After being removed last week, tents belonging to the unhoused have returned along a railway line running through Peterborough, Ont.
Last week the City of Peterborough and Canadian Pacific Railway police removed eight tents pitched near the train tracks on the outskirts of the downtown.
City councillor Keith Riel says an agreement between the city and the railway enabled the city to help move people tenting near the city’s 50 modular bridge housing units.
However, the tents returned this week, said Riel, co-chair of the city’s housing portfolio.
Riel notes the tents are pitched on right-of-way CP property, not the city’s land.
“That is the frustration and that’s what’s happening now is because of the weather, people have decided that they will go tenting as opposed to using our shelter system,” Riel said on Tuesday.
The modular housing units replaced a tent encampment at the Rehil Parking lot on Wolfe Street, near the railway line.
Riel says some of the individuals in the tents are now hindering efforts to help those in the modular housing community.
“They seem to migrate across and hang around and certainly it’s having an effect on our modulars, our community as a whole and the neighbourhood as well,” he said. “So it’s something we’re going to have to work through.”

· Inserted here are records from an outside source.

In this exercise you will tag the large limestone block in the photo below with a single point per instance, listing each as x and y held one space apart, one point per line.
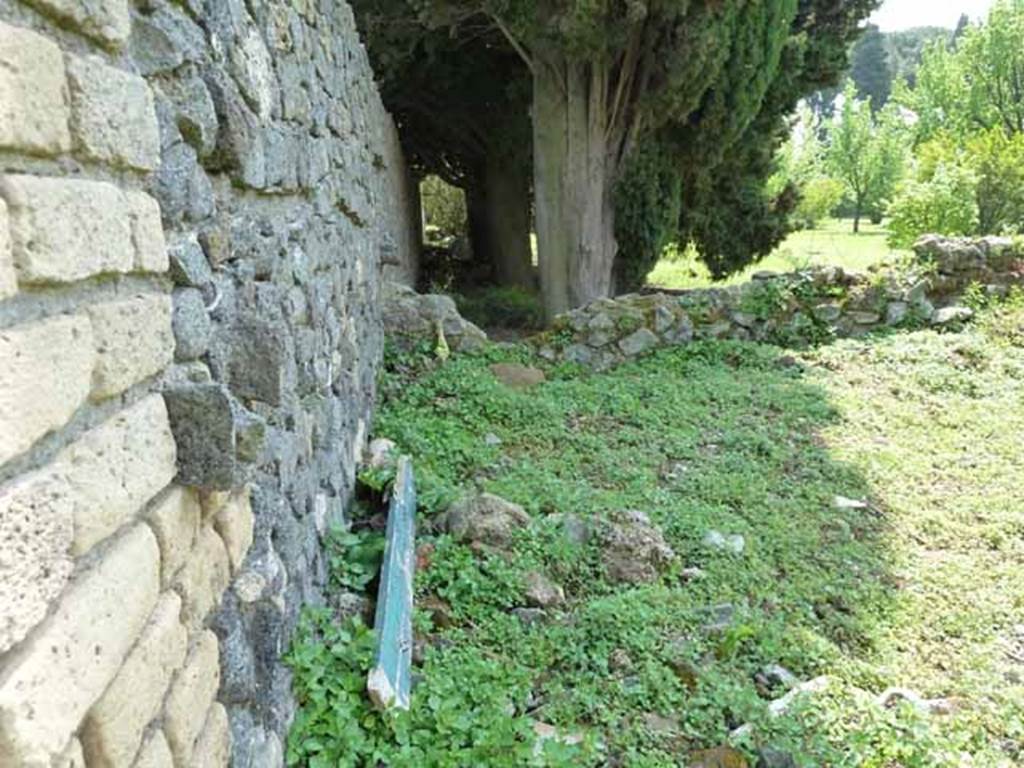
117 468
204 578
147 232
133 341
107 20
33 104
50 682
45 369
190 697
113 117
113 729
155 753
36 530
213 748
65 230
175 521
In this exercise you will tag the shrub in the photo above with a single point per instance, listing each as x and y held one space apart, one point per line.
944 205
819 199
443 209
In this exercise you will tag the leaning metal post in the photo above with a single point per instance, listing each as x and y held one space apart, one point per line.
389 681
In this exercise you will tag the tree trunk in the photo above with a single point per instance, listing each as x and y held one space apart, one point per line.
572 177
507 220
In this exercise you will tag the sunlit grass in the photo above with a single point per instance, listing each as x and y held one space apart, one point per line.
834 243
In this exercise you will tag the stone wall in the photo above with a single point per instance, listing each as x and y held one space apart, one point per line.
197 201
807 306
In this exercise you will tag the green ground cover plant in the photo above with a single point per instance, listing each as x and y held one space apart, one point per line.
919 588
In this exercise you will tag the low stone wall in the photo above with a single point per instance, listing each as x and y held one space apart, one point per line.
197 202
801 307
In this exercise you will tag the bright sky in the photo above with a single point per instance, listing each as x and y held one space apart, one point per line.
900 14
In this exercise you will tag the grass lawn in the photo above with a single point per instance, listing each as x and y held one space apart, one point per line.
832 244
923 588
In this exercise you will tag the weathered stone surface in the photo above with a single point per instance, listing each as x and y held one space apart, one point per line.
155 752
8 279
190 696
113 729
33 113
36 526
146 232
116 468
133 341
634 550
542 592
204 579
52 680
190 324
233 521
175 521
485 518
203 418
113 117
517 376
107 20
66 229
45 369
213 748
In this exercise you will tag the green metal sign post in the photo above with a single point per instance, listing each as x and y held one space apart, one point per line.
389 681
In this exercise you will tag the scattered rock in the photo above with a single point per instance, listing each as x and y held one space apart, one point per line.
732 543
439 610
659 725
948 314
347 605
545 732
634 551
720 757
543 593
779 706
380 453
770 758
637 342
620 660
841 502
516 376
528 616
721 619
485 518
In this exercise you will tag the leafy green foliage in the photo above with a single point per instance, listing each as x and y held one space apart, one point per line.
866 155
921 590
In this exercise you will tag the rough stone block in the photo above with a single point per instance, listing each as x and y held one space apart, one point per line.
8 280
113 729
175 521
107 20
65 230
190 325
147 232
133 341
116 468
204 578
33 109
235 523
51 681
190 696
155 753
36 529
44 377
113 116
213 748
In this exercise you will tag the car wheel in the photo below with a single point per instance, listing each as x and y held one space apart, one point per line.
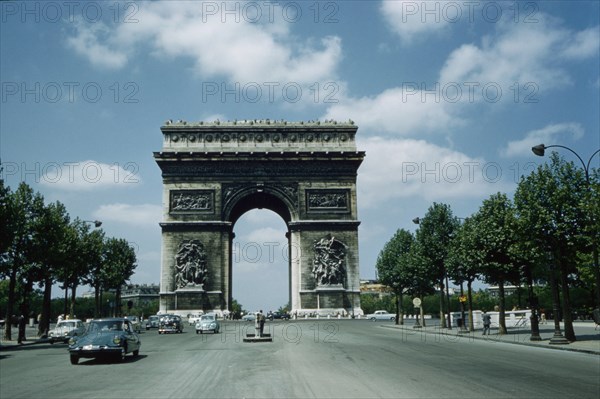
123 354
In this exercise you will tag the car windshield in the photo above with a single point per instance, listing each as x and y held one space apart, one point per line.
105 325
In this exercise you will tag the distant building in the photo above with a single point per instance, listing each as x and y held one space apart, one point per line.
140 294
375 288
494 291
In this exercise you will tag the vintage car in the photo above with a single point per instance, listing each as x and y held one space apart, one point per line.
170 323
113 337
135 323
194 318
152 322
208 322
278 315
381 315
65 329
249 317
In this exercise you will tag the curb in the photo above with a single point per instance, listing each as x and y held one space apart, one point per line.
472 336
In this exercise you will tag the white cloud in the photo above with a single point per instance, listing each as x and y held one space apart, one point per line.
514 64
239 51
87 43
394 169
89 175
413 20
520 54
403 111
144 215
546 135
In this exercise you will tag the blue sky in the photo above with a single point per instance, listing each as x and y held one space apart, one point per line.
448 96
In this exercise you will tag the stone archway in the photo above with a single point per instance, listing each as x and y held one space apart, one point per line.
215 172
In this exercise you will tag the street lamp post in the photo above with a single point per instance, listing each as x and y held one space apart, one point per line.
540 150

CP Rail did not respond to requests for an interview.
Since August 2019, the city has a bylaw which prohibits tenting on municipal properties — a response to numerous tents pitched at Victoria Park in the downtown. Peterborough County followed suit as owners of the park.
A brief repreive of the municipal bylaw was in place last fall during construction of the modular homes.
Global News Peterborough spoke with two individuals who live in the tents. Both said they were served warnings last week. However, they say after living in the city for more than a year — and with nowhere to go — they feel this is “their home.”
Riel says municipal enforcement will be in contact with CP Rail to have the tents removed again.